Entre os pontos mencionados na negociação para a manutenção do veto esteve a possibilidade de usar recursos do Fundeb (que vai a voto no Senado na próxima semana) para o pagamento de aposentadorias (https://bit.ly/3kZDQwF), mas o líder do PSD, partido autor da emenda, disse que ela será retirada.

No Valor, o governo promete para a semana que vem o envio ao Congresso do “novo Pró-Brasil”, agora sob comando de Guedes e que vai incorporar a agenda da equipe econômica (https://glo.bo/3j4uw94) — parte dos pontos mencionados, inclusive, já está prevista no relatório que o Senado prepara para a PEC do Pacto Federativo. A seguir essa linha, será necessário cuidado para não desfazer a articulação que já estava em curso.

Internacional

Covid-19: Segundo a OMS, são 22.256.220 casos confirmados e 782.456 óbitos (https://bit.ly/3ge3REZ). 

Donald Trump anunciou que, se for reeleito, estuda incentivos fiscais para que empresas tragam empregos de volta do exterior e tarifas sobre as que não aderirem (https://bloom.bg/2Q8fxym). 

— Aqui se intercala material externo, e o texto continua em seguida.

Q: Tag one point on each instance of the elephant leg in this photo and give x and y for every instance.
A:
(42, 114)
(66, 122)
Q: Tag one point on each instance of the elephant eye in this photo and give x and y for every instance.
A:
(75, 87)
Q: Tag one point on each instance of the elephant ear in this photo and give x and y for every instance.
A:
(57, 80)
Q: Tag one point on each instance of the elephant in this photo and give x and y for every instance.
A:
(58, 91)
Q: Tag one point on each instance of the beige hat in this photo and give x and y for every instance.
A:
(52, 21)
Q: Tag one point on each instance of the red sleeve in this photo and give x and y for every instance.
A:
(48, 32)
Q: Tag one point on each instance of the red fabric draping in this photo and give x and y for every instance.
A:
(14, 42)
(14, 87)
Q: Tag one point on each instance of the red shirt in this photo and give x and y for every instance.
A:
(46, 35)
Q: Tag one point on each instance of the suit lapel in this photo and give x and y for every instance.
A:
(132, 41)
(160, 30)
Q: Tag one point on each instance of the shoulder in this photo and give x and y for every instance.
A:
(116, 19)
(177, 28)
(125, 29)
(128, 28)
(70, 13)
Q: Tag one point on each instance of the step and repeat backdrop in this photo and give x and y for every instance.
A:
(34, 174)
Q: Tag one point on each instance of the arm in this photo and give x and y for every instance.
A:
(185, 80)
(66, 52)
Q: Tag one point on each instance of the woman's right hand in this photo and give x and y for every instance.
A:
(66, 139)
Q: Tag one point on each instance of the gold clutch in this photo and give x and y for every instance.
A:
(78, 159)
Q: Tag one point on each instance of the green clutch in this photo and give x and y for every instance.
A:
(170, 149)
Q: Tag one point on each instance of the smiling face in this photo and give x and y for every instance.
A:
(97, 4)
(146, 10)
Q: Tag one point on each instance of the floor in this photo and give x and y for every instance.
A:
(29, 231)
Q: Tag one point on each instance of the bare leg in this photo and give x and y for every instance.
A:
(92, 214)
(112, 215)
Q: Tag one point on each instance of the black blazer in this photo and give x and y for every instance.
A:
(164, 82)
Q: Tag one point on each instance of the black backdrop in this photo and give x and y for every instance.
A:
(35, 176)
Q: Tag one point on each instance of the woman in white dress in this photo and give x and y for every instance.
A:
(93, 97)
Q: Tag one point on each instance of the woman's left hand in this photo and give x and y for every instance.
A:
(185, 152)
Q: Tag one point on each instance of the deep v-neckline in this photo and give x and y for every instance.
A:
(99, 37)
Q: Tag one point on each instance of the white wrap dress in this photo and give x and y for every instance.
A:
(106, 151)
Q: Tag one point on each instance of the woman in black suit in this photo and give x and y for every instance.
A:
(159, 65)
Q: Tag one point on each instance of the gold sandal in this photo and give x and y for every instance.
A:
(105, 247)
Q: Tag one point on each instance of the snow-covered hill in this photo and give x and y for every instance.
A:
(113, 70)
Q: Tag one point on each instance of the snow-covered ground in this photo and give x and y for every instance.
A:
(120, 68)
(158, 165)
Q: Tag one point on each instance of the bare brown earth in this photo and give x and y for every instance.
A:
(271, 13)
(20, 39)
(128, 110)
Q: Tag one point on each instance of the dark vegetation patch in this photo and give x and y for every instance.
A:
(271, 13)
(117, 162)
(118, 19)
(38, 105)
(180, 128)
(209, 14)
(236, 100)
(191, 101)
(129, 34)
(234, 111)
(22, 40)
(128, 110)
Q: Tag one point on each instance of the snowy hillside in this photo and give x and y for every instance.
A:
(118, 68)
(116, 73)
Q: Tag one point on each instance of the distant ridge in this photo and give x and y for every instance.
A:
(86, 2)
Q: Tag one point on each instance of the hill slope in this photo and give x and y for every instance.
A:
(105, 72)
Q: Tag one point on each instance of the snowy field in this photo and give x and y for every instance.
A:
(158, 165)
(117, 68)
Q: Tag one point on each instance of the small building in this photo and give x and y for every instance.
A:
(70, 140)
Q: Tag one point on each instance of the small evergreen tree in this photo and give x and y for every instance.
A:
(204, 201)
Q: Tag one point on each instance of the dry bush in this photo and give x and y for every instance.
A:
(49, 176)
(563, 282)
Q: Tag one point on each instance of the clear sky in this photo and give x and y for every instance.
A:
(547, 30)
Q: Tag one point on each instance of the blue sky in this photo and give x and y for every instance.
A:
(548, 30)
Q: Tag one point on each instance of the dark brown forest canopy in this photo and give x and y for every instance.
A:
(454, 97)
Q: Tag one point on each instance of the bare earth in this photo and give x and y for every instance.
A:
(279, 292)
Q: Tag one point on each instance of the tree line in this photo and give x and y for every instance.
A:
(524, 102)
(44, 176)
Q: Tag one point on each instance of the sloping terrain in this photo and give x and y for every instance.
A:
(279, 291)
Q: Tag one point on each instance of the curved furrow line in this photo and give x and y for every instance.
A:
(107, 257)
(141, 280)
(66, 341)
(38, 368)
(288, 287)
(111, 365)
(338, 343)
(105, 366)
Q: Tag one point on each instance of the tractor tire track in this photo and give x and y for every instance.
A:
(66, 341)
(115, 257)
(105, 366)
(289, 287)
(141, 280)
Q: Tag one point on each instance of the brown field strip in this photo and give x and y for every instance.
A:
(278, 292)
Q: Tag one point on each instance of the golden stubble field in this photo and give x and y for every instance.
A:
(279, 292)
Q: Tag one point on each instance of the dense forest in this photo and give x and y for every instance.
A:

No Judiciário, Trump enfrentou desafios: um tribunal federal rejeitou recurso para impedir que procuradores de Nova York tenham acesso às suas declarações de imposto de renda. O presidente deve apresentar recurso novamente (https://glo.bo/2CKRvX0). E seu ex-conselheiro Steve Bannon foi preso por desvio de fundos de uma campanha de arrecadação para a construção do muro na fronteira com o México (https://glo.bo/3hgZYA5). 

Na seara eleitoral, Joe Biden aceitou oficialmente a nomeação como candidato do Partido Democrata (https://on.wsj.com/2E6LB3k).

Hoje é o 599° dia do governo Jair Bolsonaro.

Hoje é o 163° dia da pandemia de Covid-19.

Faltam 86 dias para as eleições municipais.

Faltam 74 dias para as eleições nos EUA.